Extras only include Digital Copy, if that actually counts.

The 2160p HEVC/H.265, 1.85 X 1, HDR (10; Ultra HD Premium)-enhanced Ultra High Definition image on Gremlins is the best presentation here, but can be grain-heavy and is not always outstanding for a film that was made available in 70mm blow-ups, but it is the look of the film and there are a few demo shots above our letter grade. However, it looks far better than the Blu-ray with its old 1080p pressing at 1.85 X 1 that tends to be very soft and the color is not as good.

Doom Patrol and Supergirl are here in 1080p 1.78 X 1 digital High Definition transfers with good color consistency in line with previous DC Comics TV releases of this era and save the overly fast flying in the latter show, the visual effects are not bad. Both are HD productions.
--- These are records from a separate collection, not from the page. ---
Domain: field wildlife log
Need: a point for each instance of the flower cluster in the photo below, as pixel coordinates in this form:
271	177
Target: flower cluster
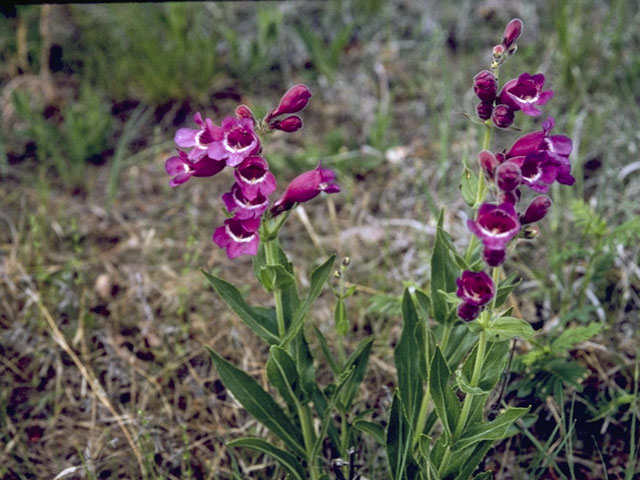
208	149
536	160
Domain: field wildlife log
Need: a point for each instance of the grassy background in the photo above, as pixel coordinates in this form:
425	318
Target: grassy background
94	243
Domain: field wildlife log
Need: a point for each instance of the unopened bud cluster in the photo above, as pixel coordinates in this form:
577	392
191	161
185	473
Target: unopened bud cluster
208	149
535	161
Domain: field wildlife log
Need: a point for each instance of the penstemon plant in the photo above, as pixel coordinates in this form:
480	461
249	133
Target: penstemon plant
456	335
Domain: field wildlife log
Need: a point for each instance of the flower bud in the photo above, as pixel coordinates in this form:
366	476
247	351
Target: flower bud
511	34
536	210
468	312
498	53
502	116
293	101
288	124
530	232
485	85
484	110
488	163
494	258
508	176
242	111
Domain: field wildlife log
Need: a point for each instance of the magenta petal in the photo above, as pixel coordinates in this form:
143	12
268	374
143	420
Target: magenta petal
220	237
175	166
185	137
526	144
180	179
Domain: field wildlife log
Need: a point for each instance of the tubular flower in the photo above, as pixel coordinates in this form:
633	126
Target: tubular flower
181	168
198	140
536	210
293	101
525	92
254	178
305	187
495	225
244	208
512	32
238	236
475	288
237	142
485	85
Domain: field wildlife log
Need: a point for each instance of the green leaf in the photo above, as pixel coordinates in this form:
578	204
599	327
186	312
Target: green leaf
463	384
506	328
276	276
443	272
318	279
258	403
283	375
505	287
286	460
261	325
374	429
446	403
469	186
408	358
358	360
342	323
329	357
399	442
495	430
492	365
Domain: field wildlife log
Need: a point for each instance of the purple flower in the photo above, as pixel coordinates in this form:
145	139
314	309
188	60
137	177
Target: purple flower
293	101
495	225
289	124
485	85
238	236
305	187
502	116
494	257
525	92
244	208
254	178
536	210
484	110
200	139
475	288
237	143
181	168
556	147
512	32
538	171
508	176
468	312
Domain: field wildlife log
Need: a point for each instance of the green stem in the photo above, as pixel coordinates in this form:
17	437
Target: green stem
271	252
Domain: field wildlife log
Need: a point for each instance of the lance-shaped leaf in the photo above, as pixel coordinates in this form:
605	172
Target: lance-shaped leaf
262	325
282	374
506	328
318	279
289	462
443	273
492	365
495	430
407	357
399	442
446	403
258	403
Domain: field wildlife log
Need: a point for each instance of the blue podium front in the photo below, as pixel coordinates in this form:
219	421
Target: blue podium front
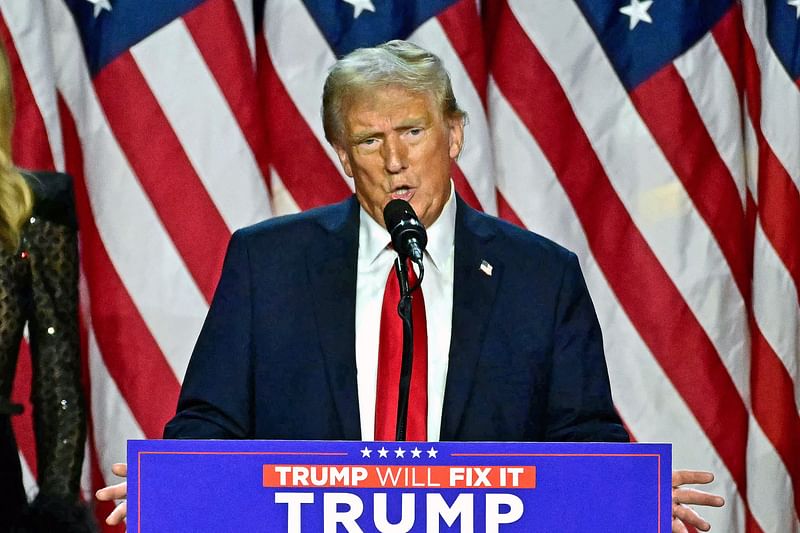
337	486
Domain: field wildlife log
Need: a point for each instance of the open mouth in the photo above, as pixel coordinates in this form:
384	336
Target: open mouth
403	194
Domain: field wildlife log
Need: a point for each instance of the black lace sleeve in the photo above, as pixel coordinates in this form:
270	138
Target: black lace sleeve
56	393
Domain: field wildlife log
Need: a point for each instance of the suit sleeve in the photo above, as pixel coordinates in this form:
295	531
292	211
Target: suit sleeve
216	396
579	406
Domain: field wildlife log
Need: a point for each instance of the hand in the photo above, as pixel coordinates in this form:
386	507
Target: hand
119	492
681	513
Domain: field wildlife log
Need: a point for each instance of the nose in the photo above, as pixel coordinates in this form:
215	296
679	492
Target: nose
395	155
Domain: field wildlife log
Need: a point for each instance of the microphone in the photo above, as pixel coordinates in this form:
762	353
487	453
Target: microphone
408	234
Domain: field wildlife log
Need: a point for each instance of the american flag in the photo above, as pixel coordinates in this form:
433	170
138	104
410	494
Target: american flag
658	139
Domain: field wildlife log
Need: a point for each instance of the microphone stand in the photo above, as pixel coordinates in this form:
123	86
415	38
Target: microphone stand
404	309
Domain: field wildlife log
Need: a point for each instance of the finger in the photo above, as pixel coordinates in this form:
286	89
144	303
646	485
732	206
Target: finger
678	527
692	477
697	497
688	515
120	469
118	514
113	492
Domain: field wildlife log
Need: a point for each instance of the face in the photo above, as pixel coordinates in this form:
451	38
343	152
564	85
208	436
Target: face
398	144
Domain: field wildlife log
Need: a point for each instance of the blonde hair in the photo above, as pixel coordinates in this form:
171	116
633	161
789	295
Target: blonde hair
393	63
16	197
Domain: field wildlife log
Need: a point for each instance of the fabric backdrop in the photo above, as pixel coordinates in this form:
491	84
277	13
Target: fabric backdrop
658	139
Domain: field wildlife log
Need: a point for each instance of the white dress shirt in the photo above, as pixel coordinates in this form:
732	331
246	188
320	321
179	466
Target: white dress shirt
375	260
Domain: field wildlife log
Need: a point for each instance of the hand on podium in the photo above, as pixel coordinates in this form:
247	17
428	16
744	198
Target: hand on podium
116	492
682	497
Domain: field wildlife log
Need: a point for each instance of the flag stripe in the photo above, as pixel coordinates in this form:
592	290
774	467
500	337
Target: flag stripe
228	60
186	202
312	180
610	229
641	390
133	360
171	64
462	25
300	57
37	131
475	160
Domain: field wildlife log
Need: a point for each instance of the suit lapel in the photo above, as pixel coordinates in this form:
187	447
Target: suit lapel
473	299
332	272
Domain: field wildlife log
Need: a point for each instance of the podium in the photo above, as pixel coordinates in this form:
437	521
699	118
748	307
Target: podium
338	486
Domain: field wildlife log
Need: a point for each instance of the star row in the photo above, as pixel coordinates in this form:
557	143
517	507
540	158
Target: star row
399	453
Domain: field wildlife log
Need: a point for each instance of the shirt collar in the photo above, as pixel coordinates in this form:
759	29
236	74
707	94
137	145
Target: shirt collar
373	238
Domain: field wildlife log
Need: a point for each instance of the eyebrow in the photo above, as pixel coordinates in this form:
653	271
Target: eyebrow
407	124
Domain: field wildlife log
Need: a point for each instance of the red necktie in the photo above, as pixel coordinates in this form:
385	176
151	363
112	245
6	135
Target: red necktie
390	354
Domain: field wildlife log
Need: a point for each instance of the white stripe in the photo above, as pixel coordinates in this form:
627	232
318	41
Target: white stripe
714	92
282	201
476	157
780	99
204	123
769	486
32	42
246	15
644	395
301	57
148	264
643	179
112	419
28	481
776	309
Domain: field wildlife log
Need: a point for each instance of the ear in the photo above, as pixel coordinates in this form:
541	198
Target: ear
344	159
456	138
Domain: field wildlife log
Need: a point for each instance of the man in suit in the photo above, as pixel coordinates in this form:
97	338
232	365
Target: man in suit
291	346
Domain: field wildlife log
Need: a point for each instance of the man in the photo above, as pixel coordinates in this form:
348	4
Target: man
292	345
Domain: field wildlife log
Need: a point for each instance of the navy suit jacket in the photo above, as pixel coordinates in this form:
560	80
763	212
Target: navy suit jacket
276	355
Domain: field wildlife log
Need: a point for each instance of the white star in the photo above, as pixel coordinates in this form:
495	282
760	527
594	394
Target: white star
360	5
99	6
637	11
795	4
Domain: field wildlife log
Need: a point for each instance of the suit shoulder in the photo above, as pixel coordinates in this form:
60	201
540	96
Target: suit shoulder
287	227
524	240
54	198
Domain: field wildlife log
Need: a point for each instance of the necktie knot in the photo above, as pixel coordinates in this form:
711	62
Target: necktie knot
390	353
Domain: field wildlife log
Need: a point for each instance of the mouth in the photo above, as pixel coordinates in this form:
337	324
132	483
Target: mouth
402	193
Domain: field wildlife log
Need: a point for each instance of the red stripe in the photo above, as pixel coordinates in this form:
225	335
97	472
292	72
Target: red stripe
154	152
667	108
21	394
464	188
227	55
644	289
778	197
30	146
306	171
130	353
774	405
729	35
462	24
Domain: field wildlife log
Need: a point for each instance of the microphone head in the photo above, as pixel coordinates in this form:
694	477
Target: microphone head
403	225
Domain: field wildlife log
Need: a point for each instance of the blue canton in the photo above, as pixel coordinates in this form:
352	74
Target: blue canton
129	21
783	29
391	20
639	53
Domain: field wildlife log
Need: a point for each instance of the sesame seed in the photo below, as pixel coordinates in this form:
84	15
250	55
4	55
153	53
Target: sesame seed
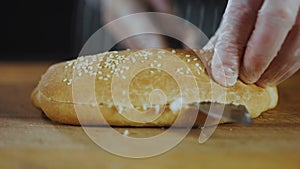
145	107
126	133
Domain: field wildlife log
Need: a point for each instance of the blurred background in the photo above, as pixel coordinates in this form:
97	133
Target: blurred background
55	30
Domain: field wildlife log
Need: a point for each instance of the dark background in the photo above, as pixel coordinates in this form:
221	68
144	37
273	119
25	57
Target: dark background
34	30
37	30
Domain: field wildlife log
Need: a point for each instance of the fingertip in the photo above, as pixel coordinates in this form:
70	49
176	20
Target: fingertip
248	77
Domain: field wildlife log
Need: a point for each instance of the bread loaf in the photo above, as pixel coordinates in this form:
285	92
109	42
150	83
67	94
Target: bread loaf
71	83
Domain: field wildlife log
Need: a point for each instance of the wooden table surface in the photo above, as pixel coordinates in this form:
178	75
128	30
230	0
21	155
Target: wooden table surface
29	140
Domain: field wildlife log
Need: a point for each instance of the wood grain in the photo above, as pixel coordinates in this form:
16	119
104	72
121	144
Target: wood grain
30	140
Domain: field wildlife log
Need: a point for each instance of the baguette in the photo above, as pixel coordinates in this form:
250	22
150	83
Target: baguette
54	94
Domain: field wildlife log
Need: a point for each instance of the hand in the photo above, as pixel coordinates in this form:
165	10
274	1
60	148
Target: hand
114	9
259	41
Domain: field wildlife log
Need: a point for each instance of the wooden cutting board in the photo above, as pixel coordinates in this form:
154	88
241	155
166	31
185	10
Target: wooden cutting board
29	140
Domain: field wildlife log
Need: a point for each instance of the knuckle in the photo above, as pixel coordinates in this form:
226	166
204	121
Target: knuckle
280	15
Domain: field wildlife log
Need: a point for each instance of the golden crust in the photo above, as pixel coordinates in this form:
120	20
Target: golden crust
86	84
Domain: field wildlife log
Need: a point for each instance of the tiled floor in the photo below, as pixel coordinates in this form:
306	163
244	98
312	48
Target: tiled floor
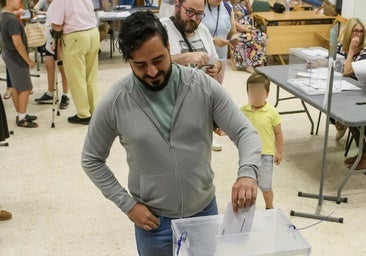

The 1080p 2.35 X 1 digital High Definition image transfer on Shaft is also an HD production (the first for the franchise) and it is not bad, having some good shots and some early 1970s styling early on it eventually skips. Not very memorable overall visually, but well shot for what it is. The anamorphically enhanced 2.35 X 1 image on the DVD is much weaker and sometimes hard to watch.

The 1080p 2.35 X 1 digital High Definition image transfer on Trackers can show motion blur and detail issues throughout, though maybe part of it is style, there are too many such issues to pass off as such and on larger screens, this will be harder to watch. Color is fair, but definition co9uld have been better.

As for sound, Shaft is the only one offering Dolby Atmos 11.1 (Dolby TrueHD 7.1 for older systems) sound, so Gremlins did not get an audio upgrade. Though hardly demo material, the sound has its moments in action sequences, but the use of various soul, R&B and Rap/Hip Hop tracks throughout tends to be a bit more interesting on the Blu-ray, while the lossy Dolby Digital 5.1 does not deliver as well being a far cry from the Atmos mix.

Gremlins has its old, dated Dolby TrueHD 5.1 mix on its old regular Blu-ray edition, but the new 4K disc has a clearer DTS-HD MA (Master Audio) 5.1 lossless mix that sounds fresher and clearer, likely sourced from the old 70mm 4.1 Dolby soundmaster that used older Dolby A-type analog noise reduction. The sound was considered good for its time, including the Jerry Goldsmith score, but it has not aged as well as other films from the time.

Doom Patrol and Supergirl both have decent DTS-HD MA (Master Audio) 5.1 lossless mixes on all of their episodes, so no major issues there and again, is consistent with the other DC TV shows in production, but the DTS-HD MA (Master Audio) 5.1 lossless mix on Tracker is not very consistent in soundfield and flat more often than expected with too much talk for its own good. On better home theater systems, it will be even more trying sonically.